Leadership Award winner Chris Girouard was praised by multiple nominators for his inclusive and unselfish approach to leading various events and organizations at Duke Law. “As a 1L, he worked tirelessly to organize speakers and events for the American Constitution Society, ACLU, and the Public Interest Law Foundation,” said presenter Zharna Shah. “Our 2L year, he took on active leadership roles in all three of these organizations, coordinated the 2014 Hardt Cup, and led ACS to its first ever DONE award. As a 3L, he has been a careful steward of each organization. As Moot Court Board president and a PILF board member, he fosters leadership and commitment among incoming classes and does everything he can to see them succeed. He genuinely strives to leave the law school a better place than he found it, and our class would not be the same without his excellent work ethic, infectious enthusiasm, [and] good cheer.”
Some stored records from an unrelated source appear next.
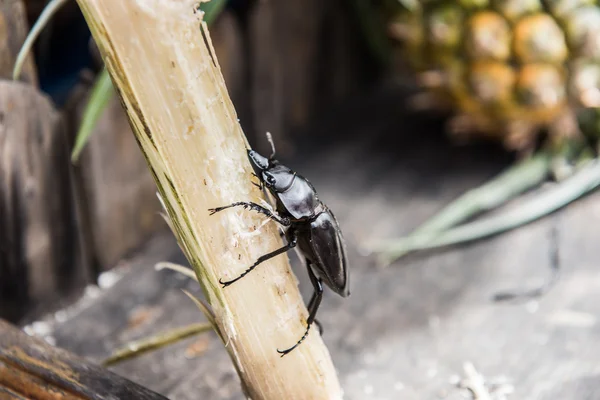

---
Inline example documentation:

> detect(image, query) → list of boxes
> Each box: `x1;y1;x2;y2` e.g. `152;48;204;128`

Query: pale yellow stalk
77;0;342;400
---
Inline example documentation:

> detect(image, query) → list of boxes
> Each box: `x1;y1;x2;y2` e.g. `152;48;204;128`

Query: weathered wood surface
0;80;90;319
0;0;38;86
27;86;600;400
0;320;165;400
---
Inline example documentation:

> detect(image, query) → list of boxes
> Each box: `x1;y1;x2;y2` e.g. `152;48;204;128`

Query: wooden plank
41;88;600;400
0;0;38;86
0;320;165;400
0;80;90;320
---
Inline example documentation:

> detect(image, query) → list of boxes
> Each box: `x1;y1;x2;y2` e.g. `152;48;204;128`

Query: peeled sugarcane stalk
77;0;342;399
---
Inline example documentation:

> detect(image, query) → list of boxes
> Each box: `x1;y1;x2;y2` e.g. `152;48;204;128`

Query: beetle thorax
276;175;322;220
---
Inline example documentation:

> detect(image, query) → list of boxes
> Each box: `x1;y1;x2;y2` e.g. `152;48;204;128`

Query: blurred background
0;0;600;399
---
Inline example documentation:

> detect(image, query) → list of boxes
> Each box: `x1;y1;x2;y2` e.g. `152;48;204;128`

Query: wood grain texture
0;81;89;319
0;0;38;86
0;320;165;400
38;88;600;400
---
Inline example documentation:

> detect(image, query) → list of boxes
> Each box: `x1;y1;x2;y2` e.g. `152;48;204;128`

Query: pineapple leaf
370;159;600;265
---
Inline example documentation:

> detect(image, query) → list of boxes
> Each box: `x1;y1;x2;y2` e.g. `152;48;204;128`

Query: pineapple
380;0;600;153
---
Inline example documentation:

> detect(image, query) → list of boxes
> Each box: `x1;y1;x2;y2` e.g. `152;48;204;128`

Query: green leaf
71;68;114;163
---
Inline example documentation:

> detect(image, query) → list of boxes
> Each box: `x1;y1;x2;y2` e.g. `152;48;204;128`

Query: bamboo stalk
77;0;342;399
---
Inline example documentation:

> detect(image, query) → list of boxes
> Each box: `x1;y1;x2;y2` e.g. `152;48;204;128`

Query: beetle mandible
209;132;350;357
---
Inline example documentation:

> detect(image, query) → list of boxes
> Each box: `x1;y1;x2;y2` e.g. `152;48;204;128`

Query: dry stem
78;0;341;400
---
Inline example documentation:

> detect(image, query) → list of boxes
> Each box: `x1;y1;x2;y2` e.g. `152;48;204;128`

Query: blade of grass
154;261;198;282
13;0;68;81
102;322;213;367
378;159;600;265
71;68;114;163
370;152;552;263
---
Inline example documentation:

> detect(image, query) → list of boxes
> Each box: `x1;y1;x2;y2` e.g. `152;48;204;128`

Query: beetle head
248;150;296;193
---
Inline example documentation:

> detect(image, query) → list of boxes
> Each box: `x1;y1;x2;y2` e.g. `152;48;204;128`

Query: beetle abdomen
309;210;350;297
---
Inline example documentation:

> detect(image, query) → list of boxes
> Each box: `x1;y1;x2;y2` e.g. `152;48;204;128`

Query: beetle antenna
267;132;275;160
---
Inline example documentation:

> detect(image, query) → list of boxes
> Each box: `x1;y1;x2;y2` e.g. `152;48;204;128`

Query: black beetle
209;133;350;357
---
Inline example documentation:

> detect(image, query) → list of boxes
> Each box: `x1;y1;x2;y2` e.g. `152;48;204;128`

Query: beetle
209;132;350;357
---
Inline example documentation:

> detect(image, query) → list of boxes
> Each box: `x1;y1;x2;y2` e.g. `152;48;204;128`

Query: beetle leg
252;172;263;190
277;264;323;357
208;201;291;226
219;231;298;287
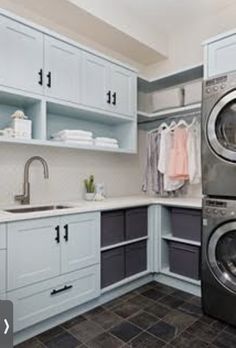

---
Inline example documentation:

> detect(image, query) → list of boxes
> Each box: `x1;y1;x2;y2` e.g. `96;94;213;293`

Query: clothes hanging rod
138;110;202;124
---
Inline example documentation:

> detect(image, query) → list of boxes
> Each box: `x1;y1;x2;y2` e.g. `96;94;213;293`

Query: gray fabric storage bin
101;210;125;247
125;241;147;277
171;208;202;242
169;242;200;280
101;247;125;288
125;207;148;240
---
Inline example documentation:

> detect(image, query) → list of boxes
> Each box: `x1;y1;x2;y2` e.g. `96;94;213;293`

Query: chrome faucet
15;156;49;204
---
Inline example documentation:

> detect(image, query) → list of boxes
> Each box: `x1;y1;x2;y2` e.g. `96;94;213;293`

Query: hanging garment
142;132;163;194
168;127;189;180
187;123;201;184
158;129;184;192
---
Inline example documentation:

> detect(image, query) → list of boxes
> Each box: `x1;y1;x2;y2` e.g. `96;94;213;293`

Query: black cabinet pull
38;69;43;86
112;92;116;105
47;71;52;88
51;285;73;296
55;226;60;243
64;224;69;242
107;91;111;104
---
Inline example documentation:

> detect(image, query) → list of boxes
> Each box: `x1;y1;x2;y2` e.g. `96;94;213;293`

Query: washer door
208;221;236;292
206;91;236;162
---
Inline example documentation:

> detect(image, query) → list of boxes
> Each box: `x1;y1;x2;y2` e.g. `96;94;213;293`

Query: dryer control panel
203;199;236;217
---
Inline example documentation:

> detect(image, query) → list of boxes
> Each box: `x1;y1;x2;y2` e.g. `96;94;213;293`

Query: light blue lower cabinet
7;264;101;332
0;250;6;294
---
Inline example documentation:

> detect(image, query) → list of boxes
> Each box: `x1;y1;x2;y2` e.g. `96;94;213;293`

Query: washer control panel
203;199;236;218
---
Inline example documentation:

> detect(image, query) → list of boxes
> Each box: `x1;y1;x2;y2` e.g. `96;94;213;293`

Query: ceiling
0;0;235;73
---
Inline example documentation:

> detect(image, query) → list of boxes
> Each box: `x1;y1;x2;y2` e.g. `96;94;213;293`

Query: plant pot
84;192;95;201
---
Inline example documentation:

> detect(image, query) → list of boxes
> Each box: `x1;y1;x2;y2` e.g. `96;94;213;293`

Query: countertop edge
0;196;202;223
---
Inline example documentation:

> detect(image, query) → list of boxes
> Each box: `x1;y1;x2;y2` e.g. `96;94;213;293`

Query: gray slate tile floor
16;282;236;348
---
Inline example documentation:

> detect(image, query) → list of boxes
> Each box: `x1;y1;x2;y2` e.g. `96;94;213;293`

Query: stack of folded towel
94;137;119;149
53;129;93;146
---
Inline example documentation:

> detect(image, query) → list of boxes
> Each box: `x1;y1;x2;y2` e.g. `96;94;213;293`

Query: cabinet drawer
0;224;7;249
0;250;6;293
125;207;148;240
101;210;125;246
125;241;147;277
7;265;100;331
101;247;125;288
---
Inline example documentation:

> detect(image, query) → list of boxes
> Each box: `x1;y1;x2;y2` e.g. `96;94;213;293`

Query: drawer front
101;210;125;247
0;224;7;249
125;207;148;240
0;250;6;293
7;265;100;332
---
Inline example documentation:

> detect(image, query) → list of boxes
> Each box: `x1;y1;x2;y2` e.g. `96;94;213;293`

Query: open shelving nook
0;89;137;153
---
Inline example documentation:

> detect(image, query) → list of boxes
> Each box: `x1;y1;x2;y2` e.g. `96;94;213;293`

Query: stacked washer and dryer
201;72;236;325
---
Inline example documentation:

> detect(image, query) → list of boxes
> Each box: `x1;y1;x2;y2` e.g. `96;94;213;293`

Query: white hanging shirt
158;128;184;192
187;124;201;184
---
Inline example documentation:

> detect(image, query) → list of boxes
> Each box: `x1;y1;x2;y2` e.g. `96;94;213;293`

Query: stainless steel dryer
202;72;236;197
201;198;236;325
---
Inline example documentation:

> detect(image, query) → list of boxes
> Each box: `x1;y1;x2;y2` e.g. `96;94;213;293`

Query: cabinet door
7;218;60;290
0;16;43;93
44;36;81;103
61;213;100;273
207;35;236;77
110;65;137;117
82;52;111;110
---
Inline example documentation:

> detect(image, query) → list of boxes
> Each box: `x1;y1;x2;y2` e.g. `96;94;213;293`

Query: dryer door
208;221;236;292
206;90;236;162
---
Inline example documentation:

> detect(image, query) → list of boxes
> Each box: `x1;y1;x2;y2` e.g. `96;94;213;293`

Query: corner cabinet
0;16;44;94
0;10;137;153
82;53;137;117
44;36;81;103
204;32;236;78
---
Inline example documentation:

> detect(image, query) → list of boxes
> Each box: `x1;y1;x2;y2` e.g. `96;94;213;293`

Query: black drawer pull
112;92;116;105
55;226;60;243
64;224;69;242
107;91;111;104
47;71;52;88
38;69;43;86
51;285;73;296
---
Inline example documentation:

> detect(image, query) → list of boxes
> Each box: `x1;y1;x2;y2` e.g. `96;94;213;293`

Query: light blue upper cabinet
0;16;43;94
82;52;137;117
110;64;137;116
82;52;111;110
44;35;81;103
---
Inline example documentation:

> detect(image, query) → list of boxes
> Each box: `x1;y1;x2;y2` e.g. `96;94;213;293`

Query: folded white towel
53;134;93;141
57;129;93;137
94;141;119;149
58;140;94;146
95;137;118;144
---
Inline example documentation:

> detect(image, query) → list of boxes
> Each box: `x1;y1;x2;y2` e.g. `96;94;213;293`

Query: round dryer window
206;91;236;162
208;222;236;292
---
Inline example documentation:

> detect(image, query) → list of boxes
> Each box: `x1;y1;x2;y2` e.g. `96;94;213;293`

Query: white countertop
0;195;202;223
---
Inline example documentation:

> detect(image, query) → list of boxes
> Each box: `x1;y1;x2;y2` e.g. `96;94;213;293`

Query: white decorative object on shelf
0;127;14;138
11;110;32;139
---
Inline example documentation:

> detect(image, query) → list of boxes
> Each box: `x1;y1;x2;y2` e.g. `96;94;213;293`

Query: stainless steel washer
202;72;236;197
201;198;236;325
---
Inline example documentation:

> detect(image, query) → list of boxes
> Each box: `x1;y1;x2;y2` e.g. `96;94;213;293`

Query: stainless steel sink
5;205;72;214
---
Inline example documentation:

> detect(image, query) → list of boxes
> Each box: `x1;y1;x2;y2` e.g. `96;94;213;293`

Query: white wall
0;132;145;205
143;3;236;79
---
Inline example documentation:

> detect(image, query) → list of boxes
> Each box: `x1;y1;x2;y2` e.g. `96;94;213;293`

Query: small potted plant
84;175;95;201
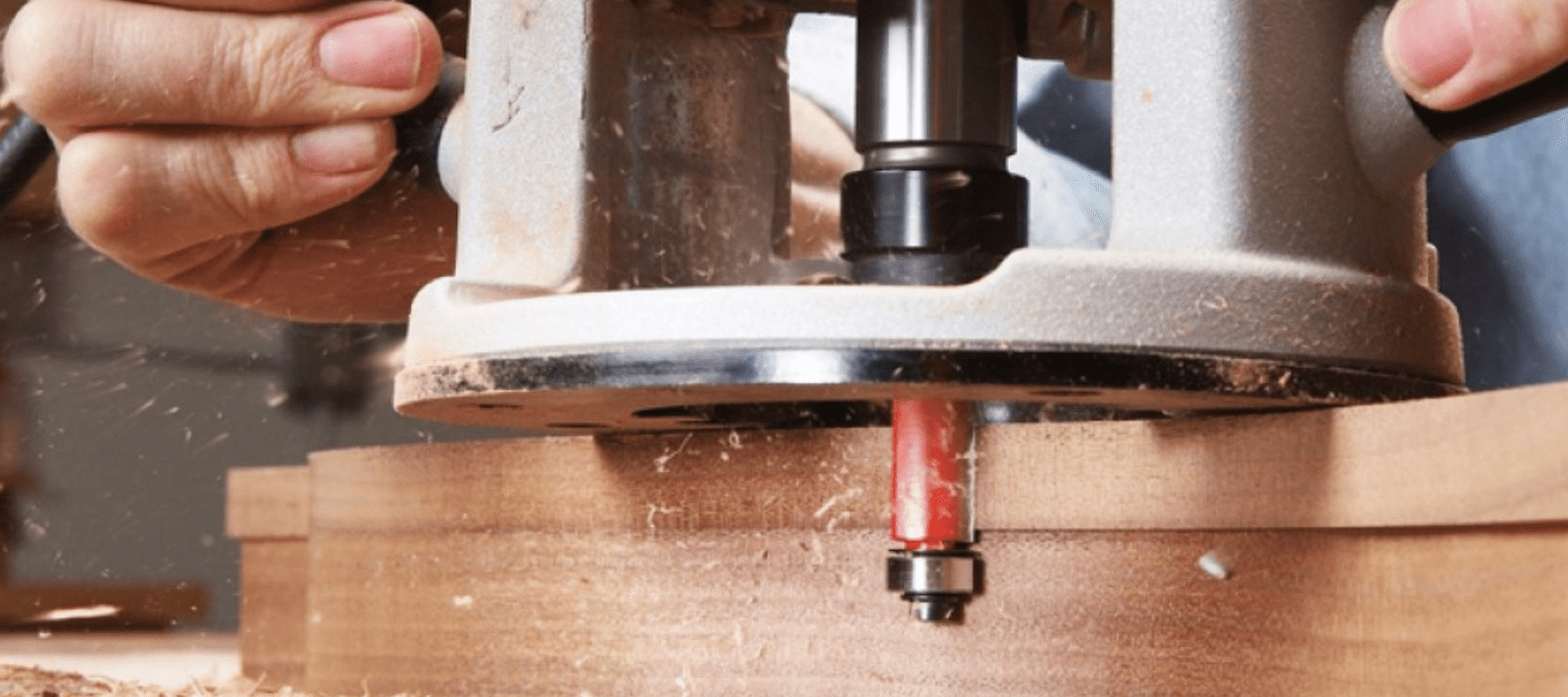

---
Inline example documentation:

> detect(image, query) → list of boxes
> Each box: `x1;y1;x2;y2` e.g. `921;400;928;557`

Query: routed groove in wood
228;385;1568;697
312;377;1568;532
307;527;1568;697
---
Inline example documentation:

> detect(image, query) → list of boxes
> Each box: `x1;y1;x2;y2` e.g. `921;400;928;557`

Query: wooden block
224;465;310;541
240;537;310;689
220;385;1568;697
307;525;1568;697
310;383;1568;531
227;465;310;688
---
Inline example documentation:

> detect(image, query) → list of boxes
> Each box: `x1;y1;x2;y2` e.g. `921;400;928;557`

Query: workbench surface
0;631;240;688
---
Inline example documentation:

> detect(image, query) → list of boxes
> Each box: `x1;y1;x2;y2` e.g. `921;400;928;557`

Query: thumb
1383;0;1568;109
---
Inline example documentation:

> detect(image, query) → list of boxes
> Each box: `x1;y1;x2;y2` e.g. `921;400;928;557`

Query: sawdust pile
0;666;401;697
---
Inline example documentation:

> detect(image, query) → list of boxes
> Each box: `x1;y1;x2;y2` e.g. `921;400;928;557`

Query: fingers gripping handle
392;54;466;196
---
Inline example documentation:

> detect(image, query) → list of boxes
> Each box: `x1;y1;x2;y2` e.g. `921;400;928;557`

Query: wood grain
226;465;310;688
224;465;310;539
285;385;1568;697
309;527;1568;697
310;377;1568;531
240;537;310;688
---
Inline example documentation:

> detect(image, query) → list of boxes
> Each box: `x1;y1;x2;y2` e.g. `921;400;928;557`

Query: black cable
0;113;55;210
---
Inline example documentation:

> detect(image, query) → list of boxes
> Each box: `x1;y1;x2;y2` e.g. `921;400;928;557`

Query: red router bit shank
892;399;973;551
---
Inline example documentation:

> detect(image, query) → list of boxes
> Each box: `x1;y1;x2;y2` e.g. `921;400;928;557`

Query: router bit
841;0;1029;622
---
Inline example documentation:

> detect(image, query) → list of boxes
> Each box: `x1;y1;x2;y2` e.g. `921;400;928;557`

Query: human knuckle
188;138;287;230
5;0;96;125
210;17;309;119
58;137;149;257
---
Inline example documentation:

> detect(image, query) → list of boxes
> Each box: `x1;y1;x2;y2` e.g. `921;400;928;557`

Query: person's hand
1383;0;1568;111
5;0;455;321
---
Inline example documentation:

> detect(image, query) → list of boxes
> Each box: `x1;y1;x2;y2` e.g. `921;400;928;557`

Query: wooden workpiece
224;465;310;686
227;385;1568;697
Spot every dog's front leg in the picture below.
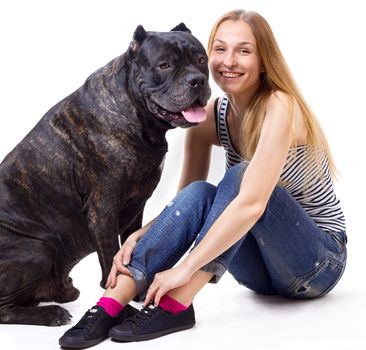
[87,201,119,288]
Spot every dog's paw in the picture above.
[39,305,72,327]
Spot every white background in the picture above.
[0,0,366,350]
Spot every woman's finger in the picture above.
[122,246,134,266]
[113,247,124,272]
[110,264,117,288]
[144,285,155,307]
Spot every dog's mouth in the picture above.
[155,102,207,127]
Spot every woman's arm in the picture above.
[145,93,291,304]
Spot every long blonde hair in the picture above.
[207,10,337,177]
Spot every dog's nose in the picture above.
[187,76,206,88]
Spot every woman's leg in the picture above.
[129,181,216,299]
[239,187,347,298]
[169,164,346,303]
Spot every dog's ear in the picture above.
[129,25,147,53]
[171,22,192,34]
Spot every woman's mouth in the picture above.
[220,72,244,79]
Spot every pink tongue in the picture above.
[182,104,207,123]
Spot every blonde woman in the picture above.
[60,10,346,348]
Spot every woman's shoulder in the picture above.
[188,98,220,146]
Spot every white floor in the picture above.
[0,245,366,350]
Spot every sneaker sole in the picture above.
[109,322,196,342]
[58,336,108,349]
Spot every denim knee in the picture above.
[183,181,216,201]
[129,181,216,295]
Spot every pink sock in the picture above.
[97,297,124,317]
[159,294,188,315]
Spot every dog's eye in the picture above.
[159,62,170,69]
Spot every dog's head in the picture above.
[126,23,211,127]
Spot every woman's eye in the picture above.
[239,49,249,55]
[159,62,170,69]
[198,57,207,64]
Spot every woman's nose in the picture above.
[224,52,237,68]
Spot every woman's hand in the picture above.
[144,265,192,306]
[105,233,138,288]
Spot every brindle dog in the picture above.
[0,24,210,326]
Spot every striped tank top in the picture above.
[215,96,346,232]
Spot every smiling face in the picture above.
[209,20,261,100]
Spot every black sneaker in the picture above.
[59,305,138,349]
[109,305,196,341]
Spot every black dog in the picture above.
[0,24,210,326]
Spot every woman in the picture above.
[60,10,346,348]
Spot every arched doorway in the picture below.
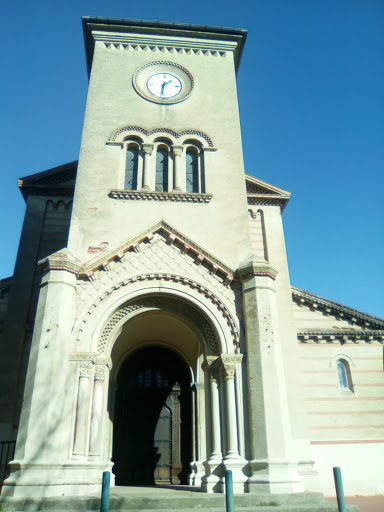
[113,346,192,485]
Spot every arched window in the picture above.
[155,147,168,192]
[186,148,199,193]
[337,359,353,391]
[124,145,139,190]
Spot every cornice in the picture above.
[79,220,234,285]
[107,125,216,149]
[297,329,384,345]
[38,250,82,276]
[108,190,212,203]
[292,286,384,330]
[245,174,291,211]
[247,194,289,211]
[19,185,75,199]
[237,261,278,281]
[82,16,247,73]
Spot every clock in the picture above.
[147,73,183,99]
[132,61,195,104]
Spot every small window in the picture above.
[155,147,168,192]
[186,149,199,193]
[124,146,139,190]
[337,359,353,391]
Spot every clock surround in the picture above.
[132,61,195,104]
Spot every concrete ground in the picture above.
[326,494,384,512]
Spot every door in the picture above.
[113,347,192,485]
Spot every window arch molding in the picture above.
[107,126,216,198]
[329,354,355,394]
[122,137,143,190]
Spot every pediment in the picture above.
[17,161,77,200]
[41,220,235,285]
[245,174,291,210]
[292,287,384,343]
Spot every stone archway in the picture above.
[112,345,192,485]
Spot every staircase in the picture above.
[0,486,359,512]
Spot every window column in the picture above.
[143,144,153,190]
[173,146,183,192]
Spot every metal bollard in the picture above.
[333,468,347,512]
[225,469,235,512]
[100,471,111,512]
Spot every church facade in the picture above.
[0,17,384,497]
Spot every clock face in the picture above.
[147,73,182,99]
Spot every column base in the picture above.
[189,460,205,487]
[223,455,248,494]
[201,459,224,493]
[1,460,115,498]
[245,459,304,494]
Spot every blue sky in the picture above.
[0,0,384,317]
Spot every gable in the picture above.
[17,161,77,200]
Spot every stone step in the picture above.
[0,487,359,512]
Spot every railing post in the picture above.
[225,469,235,512]
[100,471,111,512]
[333,467,347,512]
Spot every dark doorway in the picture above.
[113,347,192,485]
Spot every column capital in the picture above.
[80,361,92,377]
[237,257,278,281]
[220,354,243,379]
[143,144,154,155]
[95,364,108,380]
[172,146,183,156]
[201,356,220,380]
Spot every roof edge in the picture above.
[81,16,248,76]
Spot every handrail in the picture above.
[0,441,16,486]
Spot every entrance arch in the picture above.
[113,345,192,485]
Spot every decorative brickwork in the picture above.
[109,125,214,148]
[109,190,212,203]
[97,297,218,354]
[292,287,384,334]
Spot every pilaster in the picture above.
[239,259,302,493]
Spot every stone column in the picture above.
[89,360,109,455]
[194,382,207,487]
[220,354,247,493]
[221,354,243,459]
[202,358,223,492]
[173,146,183,192]
[239,257,302,493]
[142,144,153,190]
[73,361,92,455]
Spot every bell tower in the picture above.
[69,17,249,267]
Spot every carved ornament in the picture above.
[109,125,214,149]
[297,329,384,345]
[108,189,213,203]
[80,361,92,377]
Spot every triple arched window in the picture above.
[121,137,205,194]
[124,144,139,190]
[155,146,169,192]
Marco Chan received the LLM Award for Leadership and Community Participation. An attorney from Hong Kong, Chan was praised by multiple nominators for what one called his “academic focus with an emphasis on friendship.” Classmate Osman Safak, who presented the award, noted Chan’s accomplishments at Duke Law, which included representing the school on the LLM Commercial Arbitration Moot Court team, taking part in pro bono projects with Legal Aid of North Carolina, and the “impressive legal understanding” he displayed in all of the classes they shared. He and others also commended Chan’s outgoing personality and willingness to help classmates. “Even when he doesn’t know the answer, he connects you with someone who does,” one nominator wrote. Others praised Chan’s ability to facilitate relationships among LLMs and JDs alike, evident in his outreach to fellow students at Duke’s 2014 Asia-America Institute in Transnational Law in Hong Kong, when he served as a gracious tour guide in his hometown. 

The 2015 Class Gift

Class gift committee co-chairs Haniya Mir and Brett Schroeder presented a $68,111 check to Dean David F. Levi. Mai Tienda Rivera also served co-chair for the fundraising initiative that remains ongoing. Thanking the class, Levi noted that a parent has pledged to make a $10,000 gift if the graduates reach their 65 percent participation goal for their class gift initiative.